71aqxscp5klChimamanda Ngozi Adichie, Chère Ijeawele, ou un manifeste pour une éducation féministe: offert par Margot lors de la Ronde des poches organisée par Armalite, ce court livre m’a complètement sortie de ma zone de confort. Je n’ai quasi jamais lu d’auteurs africains, sans doute par manque d’intérêt mais aussi sans doute parce qu’il y a tant d’autres livres à lire originaires de parties du monde qui me tentent plus (en gros les Etats-Unis et l’Asie – l’Afrique n’est pas le seul continent oublié dans mes lectures). L’auteur nigériane a écrit cette longue lettre à une amie – jeune maman – qui lui demandait comment élever sa fille selon les règles de l’art du féminisme. Elle propose différentes pistes, examinant les situations concrète qui se présenteront au cours de la vie d’un enfant et explique comment déjouer les pièges du sexisme. Je n’ai pas d’enfants mais le texte sonne très juste – sans être révolutionnaire -, certaines propositions sont souvent oubliées mais gagneraient à être défendues plus régulièrement. Je me suis retrouvée dans une partie du livre, moins dans une autre: le choix de la couleur des vêtements d’un enfant ne me concerne pas trop; par contre, aider à améliorer la confiance en soi est un combat de tous les jours, même pour moi, à l’âge adulte.

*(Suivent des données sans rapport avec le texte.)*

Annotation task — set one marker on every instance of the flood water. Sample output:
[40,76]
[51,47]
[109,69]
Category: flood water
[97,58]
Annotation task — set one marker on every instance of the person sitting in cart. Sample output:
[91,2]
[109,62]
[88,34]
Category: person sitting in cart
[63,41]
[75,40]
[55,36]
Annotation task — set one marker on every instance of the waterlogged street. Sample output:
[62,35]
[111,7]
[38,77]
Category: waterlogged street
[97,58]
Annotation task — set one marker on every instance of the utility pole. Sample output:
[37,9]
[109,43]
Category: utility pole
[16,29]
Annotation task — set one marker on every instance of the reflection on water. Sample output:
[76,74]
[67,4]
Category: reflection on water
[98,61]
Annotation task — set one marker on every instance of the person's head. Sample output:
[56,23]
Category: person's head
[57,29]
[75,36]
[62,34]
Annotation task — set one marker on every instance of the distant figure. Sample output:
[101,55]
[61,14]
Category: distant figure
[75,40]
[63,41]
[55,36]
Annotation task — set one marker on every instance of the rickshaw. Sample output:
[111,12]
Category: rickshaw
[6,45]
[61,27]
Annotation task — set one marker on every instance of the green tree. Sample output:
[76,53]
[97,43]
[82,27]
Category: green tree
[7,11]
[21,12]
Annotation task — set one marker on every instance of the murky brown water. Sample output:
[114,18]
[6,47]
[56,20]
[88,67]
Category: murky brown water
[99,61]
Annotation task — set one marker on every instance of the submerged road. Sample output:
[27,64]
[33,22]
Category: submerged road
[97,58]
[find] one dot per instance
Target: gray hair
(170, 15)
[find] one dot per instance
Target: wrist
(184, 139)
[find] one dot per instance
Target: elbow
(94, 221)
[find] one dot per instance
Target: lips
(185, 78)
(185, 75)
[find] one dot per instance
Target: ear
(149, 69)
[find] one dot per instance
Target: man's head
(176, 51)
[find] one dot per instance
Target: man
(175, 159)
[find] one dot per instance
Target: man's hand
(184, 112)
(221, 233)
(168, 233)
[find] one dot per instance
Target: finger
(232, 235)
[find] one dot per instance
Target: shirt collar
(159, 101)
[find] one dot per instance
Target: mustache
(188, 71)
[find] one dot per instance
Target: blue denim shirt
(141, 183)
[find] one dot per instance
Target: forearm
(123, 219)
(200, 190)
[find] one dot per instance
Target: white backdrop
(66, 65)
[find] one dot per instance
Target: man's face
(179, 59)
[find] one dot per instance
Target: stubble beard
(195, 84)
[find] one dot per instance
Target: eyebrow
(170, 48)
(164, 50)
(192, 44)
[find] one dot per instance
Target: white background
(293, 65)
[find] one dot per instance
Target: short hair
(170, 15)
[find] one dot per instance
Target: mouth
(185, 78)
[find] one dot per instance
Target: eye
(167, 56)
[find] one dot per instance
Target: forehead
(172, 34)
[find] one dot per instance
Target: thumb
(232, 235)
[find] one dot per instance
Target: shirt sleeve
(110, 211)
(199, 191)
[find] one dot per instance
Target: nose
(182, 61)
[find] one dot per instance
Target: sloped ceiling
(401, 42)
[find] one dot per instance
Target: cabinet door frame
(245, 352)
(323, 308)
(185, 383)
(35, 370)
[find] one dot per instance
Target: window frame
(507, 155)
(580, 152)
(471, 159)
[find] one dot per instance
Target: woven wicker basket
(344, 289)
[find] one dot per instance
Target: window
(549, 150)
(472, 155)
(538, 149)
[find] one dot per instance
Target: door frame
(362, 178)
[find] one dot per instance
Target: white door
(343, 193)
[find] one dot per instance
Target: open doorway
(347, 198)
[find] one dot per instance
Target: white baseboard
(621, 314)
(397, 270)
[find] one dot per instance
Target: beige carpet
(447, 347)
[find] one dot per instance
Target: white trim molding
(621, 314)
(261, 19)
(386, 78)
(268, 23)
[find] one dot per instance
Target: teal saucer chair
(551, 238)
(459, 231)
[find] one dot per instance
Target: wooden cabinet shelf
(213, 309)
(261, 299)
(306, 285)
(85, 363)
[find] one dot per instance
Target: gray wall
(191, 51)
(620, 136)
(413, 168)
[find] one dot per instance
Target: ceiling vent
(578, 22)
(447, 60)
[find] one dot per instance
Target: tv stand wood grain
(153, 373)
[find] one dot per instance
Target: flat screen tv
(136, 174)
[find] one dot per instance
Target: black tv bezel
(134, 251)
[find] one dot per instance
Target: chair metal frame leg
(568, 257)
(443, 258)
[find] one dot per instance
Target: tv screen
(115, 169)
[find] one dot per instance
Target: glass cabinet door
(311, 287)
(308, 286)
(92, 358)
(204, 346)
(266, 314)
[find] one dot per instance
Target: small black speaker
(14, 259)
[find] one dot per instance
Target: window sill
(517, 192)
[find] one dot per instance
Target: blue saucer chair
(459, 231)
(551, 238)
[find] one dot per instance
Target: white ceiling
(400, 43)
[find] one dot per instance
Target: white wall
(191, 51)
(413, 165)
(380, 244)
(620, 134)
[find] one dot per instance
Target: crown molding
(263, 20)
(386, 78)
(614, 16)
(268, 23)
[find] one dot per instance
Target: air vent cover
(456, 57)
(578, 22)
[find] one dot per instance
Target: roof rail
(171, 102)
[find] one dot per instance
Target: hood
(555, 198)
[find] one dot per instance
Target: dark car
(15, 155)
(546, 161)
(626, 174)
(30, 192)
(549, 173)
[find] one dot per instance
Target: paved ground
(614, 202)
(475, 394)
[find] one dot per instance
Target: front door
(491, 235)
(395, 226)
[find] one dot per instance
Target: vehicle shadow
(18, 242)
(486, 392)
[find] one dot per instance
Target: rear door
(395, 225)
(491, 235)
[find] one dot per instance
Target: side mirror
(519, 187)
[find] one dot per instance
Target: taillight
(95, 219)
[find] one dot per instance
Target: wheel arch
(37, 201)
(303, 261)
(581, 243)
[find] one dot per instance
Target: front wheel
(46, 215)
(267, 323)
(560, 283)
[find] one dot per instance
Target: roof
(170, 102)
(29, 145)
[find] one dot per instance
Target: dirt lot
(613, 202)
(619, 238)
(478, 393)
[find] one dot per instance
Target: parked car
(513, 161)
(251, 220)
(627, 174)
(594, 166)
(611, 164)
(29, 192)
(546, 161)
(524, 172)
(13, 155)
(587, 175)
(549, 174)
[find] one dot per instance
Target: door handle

L’écriture de ce manifeste est agréable et l’auteur n’hésite pas à lancer quelques piques pleines d’humour ni à critiquer certains travers de la société nigériane, ce qui rend la lecture encore plus plaisante. Et comme l’écrivait Margot dans la carte accompagnant le livre, il se lit le temps de boire deux grandes tasses de thé, ou dans mon cas, un grand verre de limonade, assise au jardin et profitant des premiers rayons de soleil du printemps.